Comment 2 Jeroen Roovers (RETIRED) gentoo-dev 2012-05-28 11:29:37 UTC
Comment on attachment 313287 [details]
ebuild for both of encoding, traditional eucJP and modern UTF-8

--- man-pages-ja-20111020.ebuild        2011-11-24 03:08:07.000000000 +0100
+++ -   2012-05-28 13:29:22.390906363 +0200
@@ -56,7 +56,20 @@
                einfo "install $pkg"
 
                for y in $(ls -d manual/$pkg/man* 2>/dev/null); do
-                       doman -i18n=ja $y/*
+                       doman -i18n=ja_JP.UTF-8 $y/*
+               done
+
+               for y in $(ls -d manual/$pkg/man* 2>/dev/null); do
+                       local f
+                       for f in $y/*.[0-9a-z] $y/*.[0-9][a-z]; do
+                               if [ -f $f ]; then
+                                       local t
+                                       t=`mktemp`
+                                       iconv -cs -f utf-8 -t eucJP $f >$t
+                                       mv $t $f
+                               fi
+                       done
+                       doman -i18n=ja_JP.eucJP $y/*
                done
 
                pkg=
@@ -71,7 +84,20 @@
                        einfo "install $x"
 
                        for z in $(for y in $x/*.[1-9]; do echo ${y##*.}; done | sort | uniq); do
-                               doman -i18n=ja $x/*.$z
+                               doman -i18n=ja_JP.UTF-8 $x/*.$z
+                       done
+
+                       for z in $(for y in $x/*.[1-9]; do echo ${y##*.}; done | sort | uniq); do
+                               local f
+                               for f in $z/*.[0-9a-z] $z/*.[0-9][a-z]; do
+                                       if [ -f $f ]; then
+                                               local t
+                                               t=`mktemp`
+                                               iconv -cs -f utf-8 -t eucJP $f >$t
+                                               mv $t $f
+                                       fi
+                               done
+                               doman -i18n=ja_JP.eucJP $x/*.$z
                        done
                fi
        done
Comment 3 Naohiro Aota gentoo-dev 2012-07-08 17:06:23 UTC
What is the purpose of having two encodings? I think encoding change is just a problem of changing JNROFF entry of /etc/man.conf
Comment 4 Tomoh K. 2012-07-09 07:23:55 UTC
(In reply to comment #3)
> What is the purpose of having two encodings? I think encoding change is just
> a problem of changing JNROFF entry of /etc/man.conf

+1.
sys-apps/groff-1.21 + sys-apps/man can handle the UTF-8 encoded manpages on ja_JP.UTF-8 locale with 
JNROFF /usr/bin/groff -Dutf8 -Tutf8 -mandoc -mja
in /etc/man.conf.

And IMO, to install manpages to the directory which has a name containing charmap name is basically bad idea.

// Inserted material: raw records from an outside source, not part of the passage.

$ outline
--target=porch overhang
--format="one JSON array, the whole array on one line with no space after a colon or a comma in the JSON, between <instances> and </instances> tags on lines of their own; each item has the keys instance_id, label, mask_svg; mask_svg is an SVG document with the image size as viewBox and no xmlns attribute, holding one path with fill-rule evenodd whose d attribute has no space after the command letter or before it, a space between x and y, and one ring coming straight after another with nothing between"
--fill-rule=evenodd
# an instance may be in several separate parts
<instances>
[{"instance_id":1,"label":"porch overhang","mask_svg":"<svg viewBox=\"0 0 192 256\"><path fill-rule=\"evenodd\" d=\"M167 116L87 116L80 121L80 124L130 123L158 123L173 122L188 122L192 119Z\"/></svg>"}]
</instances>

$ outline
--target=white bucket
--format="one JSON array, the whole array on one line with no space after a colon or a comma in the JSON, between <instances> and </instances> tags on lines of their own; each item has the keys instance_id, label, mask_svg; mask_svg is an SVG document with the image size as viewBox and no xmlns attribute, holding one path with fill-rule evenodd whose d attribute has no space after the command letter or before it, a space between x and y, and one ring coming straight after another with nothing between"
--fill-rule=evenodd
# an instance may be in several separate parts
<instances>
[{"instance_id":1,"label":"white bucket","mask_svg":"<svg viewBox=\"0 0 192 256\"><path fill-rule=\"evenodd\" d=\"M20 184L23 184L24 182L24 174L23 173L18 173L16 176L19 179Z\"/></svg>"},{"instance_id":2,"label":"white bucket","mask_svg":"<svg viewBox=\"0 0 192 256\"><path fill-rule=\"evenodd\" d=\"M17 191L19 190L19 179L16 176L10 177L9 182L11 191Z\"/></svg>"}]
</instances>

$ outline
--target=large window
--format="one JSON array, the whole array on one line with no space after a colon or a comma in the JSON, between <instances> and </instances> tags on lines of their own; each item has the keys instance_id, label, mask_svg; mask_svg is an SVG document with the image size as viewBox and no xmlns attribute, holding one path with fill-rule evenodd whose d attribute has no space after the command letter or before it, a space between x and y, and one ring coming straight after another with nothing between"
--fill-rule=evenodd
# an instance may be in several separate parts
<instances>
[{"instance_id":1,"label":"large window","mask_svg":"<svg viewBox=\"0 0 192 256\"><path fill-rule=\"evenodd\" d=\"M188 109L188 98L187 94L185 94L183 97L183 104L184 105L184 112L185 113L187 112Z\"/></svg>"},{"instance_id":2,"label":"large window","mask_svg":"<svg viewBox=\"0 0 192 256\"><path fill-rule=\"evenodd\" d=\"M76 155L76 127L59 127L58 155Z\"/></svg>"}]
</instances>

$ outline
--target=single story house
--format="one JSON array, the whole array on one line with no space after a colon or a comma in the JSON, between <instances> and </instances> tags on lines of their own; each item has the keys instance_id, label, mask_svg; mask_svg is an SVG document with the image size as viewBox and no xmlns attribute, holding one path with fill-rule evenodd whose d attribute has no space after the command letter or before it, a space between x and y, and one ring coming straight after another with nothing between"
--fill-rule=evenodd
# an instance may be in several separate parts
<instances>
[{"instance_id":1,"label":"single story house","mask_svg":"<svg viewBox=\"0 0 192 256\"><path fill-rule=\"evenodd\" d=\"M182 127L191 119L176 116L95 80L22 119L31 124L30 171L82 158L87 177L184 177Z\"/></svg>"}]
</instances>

sys-apps/man searches for manpages in $MANPATH/$LANG but does not normalize the charmap name. Therefore, if users set his/her $LANG to ja_JP.EUC-JP, /usr/bin/man searches manpages in $MANPATH/ja_JP.EUC-JP instead $MANPAGE/ja_JP.eucJP.

And, with using sys-apps/man-db(not yet stabilized but listed in virtual/man), man-db tries to load language specific troff macro assumed by the directory name where manpage was found. So if the directory name contains a charset name, man-db fails to load ja.tmac and manpages' appearance will be poor.
Comment 5 OKUMURA N. Shin-ya 2012-07-16 05:32:10 UTC
O.K, I agree. I make it 'invalid.'
Comment 6 OKUMURA N. Shin-ya 2012-07-16 05:37:08 UTC
Um?  Sorry I cannot change the status invalid via the bugzilla.  Can I mark it RESOLVED, or will anyone chunk it out?